Mélicerte, I, 4 (v. 239-240)

Le jeune héros amoureux de l'"Histoire de Sésostris et Timarète", narrée dans la VIe partie du Grand Cyrus (1649-1653) des Scudéry, tire un parallèle entre sa situation amoureuse et celle des oiseaux de sa bien-aimée, auxquels le philosophe Pythagore a rendu leur liberté (1).

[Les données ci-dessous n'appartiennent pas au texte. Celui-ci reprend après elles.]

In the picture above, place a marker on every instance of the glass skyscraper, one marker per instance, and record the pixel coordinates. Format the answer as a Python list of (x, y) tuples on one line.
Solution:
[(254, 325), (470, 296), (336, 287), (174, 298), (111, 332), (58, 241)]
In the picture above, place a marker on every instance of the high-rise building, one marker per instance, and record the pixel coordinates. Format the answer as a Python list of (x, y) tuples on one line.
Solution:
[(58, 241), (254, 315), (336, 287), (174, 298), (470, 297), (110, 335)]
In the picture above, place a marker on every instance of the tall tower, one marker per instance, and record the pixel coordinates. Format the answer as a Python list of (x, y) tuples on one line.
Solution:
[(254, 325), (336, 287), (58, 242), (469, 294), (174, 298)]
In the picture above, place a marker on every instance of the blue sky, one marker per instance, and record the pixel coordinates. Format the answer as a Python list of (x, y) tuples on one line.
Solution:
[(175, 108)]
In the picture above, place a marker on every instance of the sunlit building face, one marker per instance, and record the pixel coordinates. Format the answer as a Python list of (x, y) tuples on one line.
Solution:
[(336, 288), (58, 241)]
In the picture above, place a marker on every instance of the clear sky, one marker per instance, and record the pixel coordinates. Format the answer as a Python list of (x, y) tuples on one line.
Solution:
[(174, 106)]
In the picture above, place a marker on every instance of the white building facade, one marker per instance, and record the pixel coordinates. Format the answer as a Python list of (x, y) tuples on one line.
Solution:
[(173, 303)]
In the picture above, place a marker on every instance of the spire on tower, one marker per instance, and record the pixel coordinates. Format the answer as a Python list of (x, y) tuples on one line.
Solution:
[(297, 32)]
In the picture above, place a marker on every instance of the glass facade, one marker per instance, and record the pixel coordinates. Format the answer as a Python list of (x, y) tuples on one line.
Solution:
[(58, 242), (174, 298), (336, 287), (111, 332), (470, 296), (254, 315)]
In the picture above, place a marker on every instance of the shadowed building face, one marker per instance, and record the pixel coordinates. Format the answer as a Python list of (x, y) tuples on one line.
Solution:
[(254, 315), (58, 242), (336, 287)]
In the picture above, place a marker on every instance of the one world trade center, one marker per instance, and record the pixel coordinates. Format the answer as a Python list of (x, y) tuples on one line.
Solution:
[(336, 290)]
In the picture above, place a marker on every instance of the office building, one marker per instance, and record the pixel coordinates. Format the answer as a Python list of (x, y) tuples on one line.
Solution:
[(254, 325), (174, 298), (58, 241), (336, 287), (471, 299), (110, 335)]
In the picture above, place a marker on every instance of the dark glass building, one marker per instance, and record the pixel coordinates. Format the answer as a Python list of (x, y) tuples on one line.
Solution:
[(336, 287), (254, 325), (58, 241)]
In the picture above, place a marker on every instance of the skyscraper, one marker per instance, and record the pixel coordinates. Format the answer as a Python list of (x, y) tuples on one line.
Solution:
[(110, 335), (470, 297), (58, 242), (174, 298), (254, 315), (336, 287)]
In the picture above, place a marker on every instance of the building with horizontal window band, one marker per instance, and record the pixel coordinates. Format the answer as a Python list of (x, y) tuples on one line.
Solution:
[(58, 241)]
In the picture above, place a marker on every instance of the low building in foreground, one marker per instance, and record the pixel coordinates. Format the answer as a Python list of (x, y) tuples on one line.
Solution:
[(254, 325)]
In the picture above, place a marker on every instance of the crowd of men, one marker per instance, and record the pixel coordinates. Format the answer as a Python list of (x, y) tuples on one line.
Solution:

L'évocation de la femme aimée au travers des faveurs qu'elle accorde aux moineaux est un lieu commun de la poésie amoureuse mondaine, qui trouve son origine chez Catulle.


(1)

Sésostris, entretenant donc Timarète après la perte de ses oiseaux, l'assurait, pour la consoler, que du moins lui promettait-il que Pythagore, tout pitoyable qu'il était, ne le pourrait pas mettre en liberté, comme il les y avait mis. Mais Timarète lui répliqua que, pour elle, elle n'en répondait pas :
– Et en effet, ajouta-t-elle, je trouve qu'il est plus juste de délivrer des hommes que des oiseaux.
– Mais, lui dit Sésostris, il y a une notable différence à faire en cette occasion ; car ceux qu'il a délivrés ont été ravis de l'être ; et je serais au désespoir si on voulait rompre mes chaînes. Ainsi comme il n'a dessein que de faire du bien à tout ce qui respire en toute la nature, quand il saurait que je serais votre captif, il ne me délivrerait pas. Mais pour vous, belle Timarète, ajouta Sésostris, que n'apprenez vous, par l'exemple de ce grand homme, à devenir pitoyable ?
– Est-ce que vous voulez que je vous mette en liberté, reprit elle, comme il y a mis mes oiseaux ?
– Nullement, répliqua-t- il, mais je voudrais que vous me rendissiez heureux dans ma prison.
– Et que faudrait-il faire pour cela ? repartit Timarète.
– Il faudrait, répondit-il, que votre belle main prît la peine de serrer encore plus étroitement les liens qui m'attachent à vous ; il faudrait charmer mes souffrances par mille faveurs innocentes ; il faudrait avoir plus de joie de voir augmenter mon amour, que toute l'Egypte n'en a lorsqu'elle voit croître le Nil ; et si je l'ose dire sans vous fâcher, il faudrait pour me rendre heureux dans ma captivité, que vous m'aidassiez à porter une partie de mes chaînes.
– Ah Sésostris, s'écria-t-elle en riant, vous voulez que je sois pitoyable, et vous avez l'inhumanité de me vouloir enchaîner ! non non, ajouta-t-elle, cela ne serait pas juste : c'est pourquoi tout ce que je puis pour vous est de vous dire qu'il ne tiendra pas à moi que vous ne soyez libre.
– Vous ne m'aimez donc point du tout ? répliqua-t-il en la regardant fixement.
– Je ne vois pas, reprit elle, que vous ayez raison de tirer cette conséquence de ce que je dis : car quel plus grand bien peut on faire, que de mettre un prisonnier en liberté ?
– Vous n'y auriez pourtant jamais mis ces aimables oiseaux dont le chant vous divertissait ? reprit Sésostris.
– Je l'avoue, dit elle, car leur prison me donnait plus de plaisir que leur liberté ne m'en donne.
– Et pourquoi, répliqua Sésostris, ma captivité ne vous plaît-elle pas, puisque je ne porte des chaînes que pour être éternellement esclave de votre beauté ?"
(p. 3879-3880)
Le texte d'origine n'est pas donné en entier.